Ook heel fijn is het om je een beetje te verdiepen in de werking van je insuline. Er zijn online een aantal simpele grafiekjes te vinden die je laten zien na hoeveel tijd jouw insuline op zijn piek zit. Voor mij geldt het bijvoorbeeld dat ik ’s avonds Levemir spuit (langwerkend) en dat die pas na zo’n twaalf uur zijn piek bereikt. Ongeveer bij het verwerken van het ontbijt dus. Interessante info, zeker als je een controlfreak bent.
6. Zorg voor een ritme
Eigenlijk heeft iedereen een bepaalde vorm van ritme nodig, ook gezonde mensen, maar als je diabetes hebt is het helemaal extreem prettig om iets van ritme aan te houden, merk ik.

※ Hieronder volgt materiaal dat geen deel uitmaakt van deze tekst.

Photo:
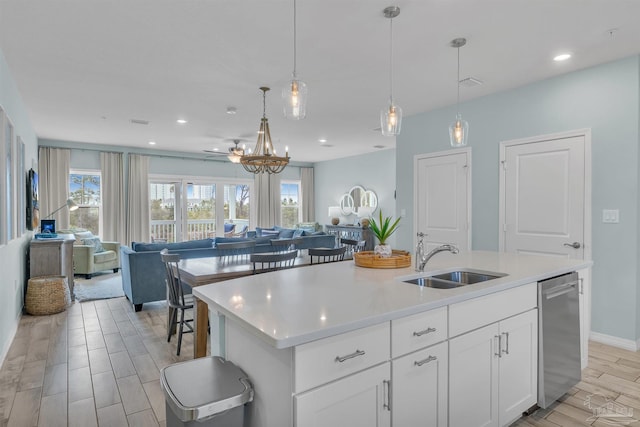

Ik sprak direct met mezelf af om tussen 7.30-9u te ontbijten, tussen 12-13u te lunchen en tussen 18-19u avond te eten. Daar tussen kon ik dan mooi elke 1,5 tot 2 uur een tussendoortje nemen. Maak voor jezelf een schema wat binnen jouw leven past.
Naast een ritme voor eten, is het ook goed om een soort ritme aan te houden voor het meten van je bloedglucosewaarden. Je internist en diëtist zullen waarschijnlijk best wat 7 punts metingen willen zien, waarbij je de nuchtere waarde prikt, voor en na elke maaltijd en voor je gaat slapen. Zorg dat je bij het meten na het eten wacht tot 2 uur na de maaltijd, voor de meest accurate waarde. Heb je eerder het gevoel dat je wilt weten waar je aan toe bent? Zeker niet wachten, gelijk prikken.
7. Wees niet boos als het niet meteen lukt
Rome is niet gebouwd in één dag, dus ik hoop dat jij ook niet verwacht op de eerste dag gelijk alles onder controle te hebben. Zelf schrok ik me op dag drie helemaal wild toen ik in de avond een waarde had van 22, wat hoger lag dan wat ik bij de huisarts prikte op de dag van de diagnose.
Weet: het kan vanaf nu alleen maar beter worden en je doet je best. Daarnaast kunnen ook emotie en stress er voor zorgen dat je bloedsuikerwaarde wat hoger komt te liggen.
Misschien krijg je je waarden heel snel omlaag, wellicht duurt het wat langer, maar wat ik wel al merk na deze eerste paar weken is dat je steeds momenten tegen blijft komen waardoor je wat boos, angstig of gefrustreerd kunt raken. Het hoort er allemaal bij, en het helpt om je te realiseren dat je niet de enige bent die er tegenaan loopt. Momenten die voor mij zelf even slikken waren, was bijvoorbeeld het maken van een strandwandeling en 3 dextro, een appel en een banaan moeten eten voor ik weer verder kon. Of het besef dat een verre vakantie voortaan wat meer omhanden gaat hebben, of het voor het eerst uit eten gaan en beslissen of je aan tafel gaat spuiten of niet.
Wees een beetje lief voor jezelf. We’ve all been there en je krijgt er vanzelf wat meer rust en structuur in!